IN THE COURT OF APPEAL (CIVIL DIVISION)
ON THE APPEAL FROM THE UPPER TRIBUNAL
(ADMINISTRATIVE APPEALS CHAMBER)
[2010] UKUT 326 (AAC)

Royal Courts of Justice
Strand London. WC2A 2LL
23/11/2011

B e f o r e :

THE PRESIDENT OF THE QUEEN'S BENCH DIVISION
LADY JUSTICE BLACK
and
LORD JUSTICE KITCHIN

____________________

Between:
SECRETARY OF STATE FOR WORK AND PENSIONS
Appellant
- and -

MRS NEERA MOHAMMAD
Respondent

____________________

Mr David Blundell (instructed by DWP Litigation Division) for the Appellant
Mr Andrew Lane (instructed by Wheltons Solicitors) for the Respondent

Hearing date : 18th October 2011

____________________

HTML VERSION OF JUDGMENT
____________________

Crown Copyright ©

    Black LJ:

  1. Mrs Mohammad ("the Respondent") applied to the Department for Work and Pensions in October 2008 for income support to cover the mortgage interest payments she was making in relation to her home ("the home").
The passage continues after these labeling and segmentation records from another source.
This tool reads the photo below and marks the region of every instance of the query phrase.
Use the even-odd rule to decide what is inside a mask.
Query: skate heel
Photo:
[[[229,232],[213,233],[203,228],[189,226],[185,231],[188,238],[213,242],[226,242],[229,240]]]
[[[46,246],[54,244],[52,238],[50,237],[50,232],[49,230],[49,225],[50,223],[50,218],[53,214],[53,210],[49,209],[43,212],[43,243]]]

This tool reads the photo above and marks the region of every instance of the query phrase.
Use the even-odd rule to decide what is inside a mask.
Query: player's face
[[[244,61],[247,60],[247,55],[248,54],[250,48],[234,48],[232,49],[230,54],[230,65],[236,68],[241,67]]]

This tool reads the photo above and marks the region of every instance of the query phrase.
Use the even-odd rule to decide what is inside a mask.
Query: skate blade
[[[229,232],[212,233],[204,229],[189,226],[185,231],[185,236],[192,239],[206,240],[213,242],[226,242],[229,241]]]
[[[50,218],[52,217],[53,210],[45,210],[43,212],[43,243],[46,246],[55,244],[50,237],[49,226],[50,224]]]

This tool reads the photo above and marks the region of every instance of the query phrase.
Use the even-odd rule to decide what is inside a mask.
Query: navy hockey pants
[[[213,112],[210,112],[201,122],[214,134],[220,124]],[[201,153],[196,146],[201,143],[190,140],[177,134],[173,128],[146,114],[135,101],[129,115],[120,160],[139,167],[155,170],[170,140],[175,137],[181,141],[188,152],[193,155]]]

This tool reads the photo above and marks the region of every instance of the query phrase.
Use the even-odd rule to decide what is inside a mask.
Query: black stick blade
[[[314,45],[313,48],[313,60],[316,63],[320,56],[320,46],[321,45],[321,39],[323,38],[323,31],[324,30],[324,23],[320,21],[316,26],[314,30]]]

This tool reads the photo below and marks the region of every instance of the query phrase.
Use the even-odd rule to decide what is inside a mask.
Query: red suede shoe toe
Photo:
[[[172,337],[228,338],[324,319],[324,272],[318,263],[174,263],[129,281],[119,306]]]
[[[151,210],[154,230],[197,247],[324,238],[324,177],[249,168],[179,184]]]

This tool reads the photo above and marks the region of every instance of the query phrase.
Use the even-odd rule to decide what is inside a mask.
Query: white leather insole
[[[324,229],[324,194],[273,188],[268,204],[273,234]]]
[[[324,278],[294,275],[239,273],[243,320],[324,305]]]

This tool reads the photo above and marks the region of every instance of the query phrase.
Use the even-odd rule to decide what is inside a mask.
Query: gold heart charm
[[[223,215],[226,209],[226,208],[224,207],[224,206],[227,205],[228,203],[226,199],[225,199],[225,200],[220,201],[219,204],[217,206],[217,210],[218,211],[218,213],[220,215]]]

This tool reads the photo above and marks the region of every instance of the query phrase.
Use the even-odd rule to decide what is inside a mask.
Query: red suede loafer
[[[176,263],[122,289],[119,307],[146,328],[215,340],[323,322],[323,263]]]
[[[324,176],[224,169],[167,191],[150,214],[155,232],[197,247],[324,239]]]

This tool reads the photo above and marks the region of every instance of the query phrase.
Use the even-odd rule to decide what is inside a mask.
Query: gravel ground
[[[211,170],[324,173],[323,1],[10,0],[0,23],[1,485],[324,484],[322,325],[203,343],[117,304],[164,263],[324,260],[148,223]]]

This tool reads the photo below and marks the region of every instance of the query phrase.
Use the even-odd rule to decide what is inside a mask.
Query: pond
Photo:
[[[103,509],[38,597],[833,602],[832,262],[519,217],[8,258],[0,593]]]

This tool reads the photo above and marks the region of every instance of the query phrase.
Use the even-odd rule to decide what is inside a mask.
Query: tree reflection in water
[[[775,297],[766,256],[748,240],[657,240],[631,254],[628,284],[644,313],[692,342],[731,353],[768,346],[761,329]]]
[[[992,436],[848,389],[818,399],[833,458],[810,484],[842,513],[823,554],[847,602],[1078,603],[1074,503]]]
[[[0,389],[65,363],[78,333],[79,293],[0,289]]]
This was refused by a letter dated 29 December 2008 on the basis that the mortgage was not used to purchase an interest in the home.
  2. The Respondent appealed. Her appeal was allowed by the First Tier Tribunal (Social Entitlement Chamber) ("FTT") by a decision dated 2 October 2009. The Secretary of State for Work and Pensions ("the Secretary of State") appealed to the Upper Tribunal. On 7 September 2010, Sir Crispin Agnew of Lochnaw Bt QC ("the Upper Tribunal judge") refused the appeal, holding that the Respondent was entitled to the income support she claimed. On 6 January 2011, he granted permission for the Secretary of State to appeal to this court. So it is that we come to consider this appeal which concerns Schedule 3 of the Income Support (General) Regulations SI 1987/1967 ("ISGR").
  3. The facts

  4. The Respondent's home, where she lives with her disabled son, was originally bought in 1987 in the name of her then husband ("the husband") for £69,950. The source of the funds for the purchase is unknown. In 2002, the husband borrowed approximately £114,000 from the Woolwich Building Society which was charged against the home. The arrangement with the Woolwich involved two elements but I will refer to it simply as "the mortgage". There is no evidence as to what became of this mortgage money.
  5. In 2003, the Respondent and her husband separated. Decree absolute of divorce was pronounced on 8 March 2007.
  6. Following the separation, the Respondent and her son remained in the home. She began to claim income support in 2003 and has been in receipt of it at all material times thereafter. Finding herself having to meet the mortgage interest payments to the Woolwich, she sought to have her housing costs covered as part of her income support payments. That was refused in October 2005. It is accepted by counsel on her behalf that that refusal was entirely correct. The Respondent's family assisted her with the payments and enabled her to avoid the home being repossessed by the Woolwich who had begun proceedings.
  7. Meanwhile, the husband's mother (Mrs Whaib) brought an action in the county court against the husband and the Respondent claiming that she, Mrs Whaib, had provided the money for the purchase of the home and that the husband held it on trust for her as beneficial owner. The husband did not resist that claim but the Respondent did. In June 2005, it was dismissed by Mr Recorder Williamson QC who declared that the property was held by the husband as absolute legal and beneficial owner. Attempts by the husband and Mrs Whaid to appeal that decision in the Court of Appeal failed.
  8. On 8 March 2007, an order was made in ancillary relief proceedings between the husband and the Respondent. The preamble to the order included the following undertaking by the Respondent:
  9. "AND UPON the [Respondent] undertaking and agreeing with the [husband] to use her best reasonable endeavours to procure the release of [the husband] from the open plan mortgage and open plan accounts with Woolwich PLC secured against [the home] and to indemnify the [husband] in relation to any liabilities arising thereunder and to accept responsibility;
    (i) For any liabilities relating to the charging order secured against the property relating to arrears of service charge.
    (ii) Able [sic] to pay all outgoings on the property including the service charge and any further arrears thereon"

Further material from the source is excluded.